馮淑毅
當前,隨著商品經濟向著更寬廣的領域延伸,原本屬于精神領域的文學作品也不可避免地具備了大眾文化消費的特征。在這種背景下,文學發展呈現出“兩極化”的趨勢,一方面精英作家遭受到商品市場前所未有的擠壓和讀者的漠視,他們對文學的邊緣化憂心忡忡,并期待文學能夠擁有一個正常發展的空間。另一方面,出版業、影視劇創作、網絡文學等卻空前繁榮。網絡文學專家馬季給出這樣一組調查數據:“從事各種形式網絡寫作的人有千萬以上,排出重復注冊等因素,經常寫作的簽約作者大概有100萬,其中1萬—2萬人從中能獲得經濟收益,3000—5000人從事專職寫作。

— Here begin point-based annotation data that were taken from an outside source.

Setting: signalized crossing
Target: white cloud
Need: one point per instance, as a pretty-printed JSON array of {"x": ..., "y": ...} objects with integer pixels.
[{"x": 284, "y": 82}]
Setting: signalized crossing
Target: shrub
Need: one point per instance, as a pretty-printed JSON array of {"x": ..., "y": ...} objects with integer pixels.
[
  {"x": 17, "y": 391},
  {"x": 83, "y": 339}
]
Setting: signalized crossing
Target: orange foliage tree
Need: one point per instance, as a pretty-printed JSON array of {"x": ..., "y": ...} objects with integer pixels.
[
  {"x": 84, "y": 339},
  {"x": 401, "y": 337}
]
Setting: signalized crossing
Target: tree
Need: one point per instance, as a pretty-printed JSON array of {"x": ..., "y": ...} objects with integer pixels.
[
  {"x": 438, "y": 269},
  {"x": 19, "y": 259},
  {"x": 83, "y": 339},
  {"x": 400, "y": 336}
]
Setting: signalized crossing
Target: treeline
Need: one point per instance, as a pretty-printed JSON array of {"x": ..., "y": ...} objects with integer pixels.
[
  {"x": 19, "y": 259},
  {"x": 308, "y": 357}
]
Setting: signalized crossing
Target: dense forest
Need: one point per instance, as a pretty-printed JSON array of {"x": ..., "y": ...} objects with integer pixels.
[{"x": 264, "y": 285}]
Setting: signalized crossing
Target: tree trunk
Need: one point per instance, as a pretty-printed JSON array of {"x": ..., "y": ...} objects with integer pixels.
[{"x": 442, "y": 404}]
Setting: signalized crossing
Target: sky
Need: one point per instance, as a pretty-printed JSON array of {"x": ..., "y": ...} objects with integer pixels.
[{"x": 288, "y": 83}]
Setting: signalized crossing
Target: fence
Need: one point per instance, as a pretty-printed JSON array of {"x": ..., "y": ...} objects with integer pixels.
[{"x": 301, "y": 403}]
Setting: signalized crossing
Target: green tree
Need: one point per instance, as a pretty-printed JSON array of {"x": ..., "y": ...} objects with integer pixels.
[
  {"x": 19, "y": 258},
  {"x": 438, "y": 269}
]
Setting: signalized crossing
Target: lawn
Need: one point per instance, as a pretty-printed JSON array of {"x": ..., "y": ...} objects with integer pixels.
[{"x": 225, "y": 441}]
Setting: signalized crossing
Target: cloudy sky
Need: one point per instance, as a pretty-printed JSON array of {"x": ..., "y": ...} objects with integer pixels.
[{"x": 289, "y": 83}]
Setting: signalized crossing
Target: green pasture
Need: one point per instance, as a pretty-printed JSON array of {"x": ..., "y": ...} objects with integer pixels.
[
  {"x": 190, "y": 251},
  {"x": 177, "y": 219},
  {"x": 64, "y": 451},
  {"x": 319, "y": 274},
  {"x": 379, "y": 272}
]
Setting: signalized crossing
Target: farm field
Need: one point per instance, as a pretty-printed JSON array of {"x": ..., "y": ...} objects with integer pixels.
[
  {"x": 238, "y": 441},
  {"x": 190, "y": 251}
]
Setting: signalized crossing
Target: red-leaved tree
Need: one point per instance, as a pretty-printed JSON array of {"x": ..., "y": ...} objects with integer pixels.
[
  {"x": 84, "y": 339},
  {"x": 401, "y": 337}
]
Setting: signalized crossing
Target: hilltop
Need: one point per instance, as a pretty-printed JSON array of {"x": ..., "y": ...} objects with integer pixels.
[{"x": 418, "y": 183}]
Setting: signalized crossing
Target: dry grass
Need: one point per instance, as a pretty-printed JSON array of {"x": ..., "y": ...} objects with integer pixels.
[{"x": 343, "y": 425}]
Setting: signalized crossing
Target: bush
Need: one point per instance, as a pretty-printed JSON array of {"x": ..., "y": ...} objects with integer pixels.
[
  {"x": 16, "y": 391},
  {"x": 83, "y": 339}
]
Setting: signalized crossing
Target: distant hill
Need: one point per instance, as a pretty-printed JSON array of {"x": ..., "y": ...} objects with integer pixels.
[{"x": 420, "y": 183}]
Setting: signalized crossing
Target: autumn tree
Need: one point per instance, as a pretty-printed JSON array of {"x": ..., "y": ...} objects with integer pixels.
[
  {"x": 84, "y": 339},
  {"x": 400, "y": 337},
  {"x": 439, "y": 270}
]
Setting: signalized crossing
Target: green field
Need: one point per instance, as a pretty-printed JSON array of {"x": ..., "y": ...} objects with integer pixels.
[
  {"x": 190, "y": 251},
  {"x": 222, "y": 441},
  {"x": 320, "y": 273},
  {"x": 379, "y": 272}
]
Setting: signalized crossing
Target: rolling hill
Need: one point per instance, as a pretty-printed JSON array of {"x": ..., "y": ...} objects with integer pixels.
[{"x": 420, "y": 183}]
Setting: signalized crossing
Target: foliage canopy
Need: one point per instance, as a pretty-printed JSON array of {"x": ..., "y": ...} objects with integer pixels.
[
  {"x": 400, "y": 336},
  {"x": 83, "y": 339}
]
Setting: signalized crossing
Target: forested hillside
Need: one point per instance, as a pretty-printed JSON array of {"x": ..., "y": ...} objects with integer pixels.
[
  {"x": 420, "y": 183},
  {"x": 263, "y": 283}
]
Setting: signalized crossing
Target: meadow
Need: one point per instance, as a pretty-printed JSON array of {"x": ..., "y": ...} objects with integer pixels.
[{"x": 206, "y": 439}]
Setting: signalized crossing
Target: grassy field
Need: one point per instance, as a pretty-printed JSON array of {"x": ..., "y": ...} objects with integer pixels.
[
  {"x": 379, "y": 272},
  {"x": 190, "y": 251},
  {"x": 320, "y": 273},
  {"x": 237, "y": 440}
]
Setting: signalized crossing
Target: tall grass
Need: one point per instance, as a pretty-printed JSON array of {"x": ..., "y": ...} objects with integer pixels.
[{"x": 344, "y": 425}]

”文學創作已經進入了全民化、低齡化、非職業化的新階段。西方馬克思主義文藝理論的代表人物阿多爾諾在他的《啟蒙的辯證法》中指出:“大眾文化時代與已經過去的自由階段相比,其新的地方在于對新東西的排斥。機器總是在同一個地方運轉著。而在決定著消費的時候,它卻將未經試驗的東西作為一種危險而加以排斥。”
文學消費的市場化特點體現在具體實踐中,主要表現為:片面追求文學作品的商業價值而忽視其自身的藝術創作規律;以發行量、點擊率作為衡量作品優劣的重要標準甚至是唯一標準;文學作品與出版、影視、網絡等傳播媒介的聯系密切,相互推波助瀾;作品的傳播有一整套宣傳、策劃及信息反饋體系;讀者的自我識辨能力減弱,淪為文學消費的奴隸等等。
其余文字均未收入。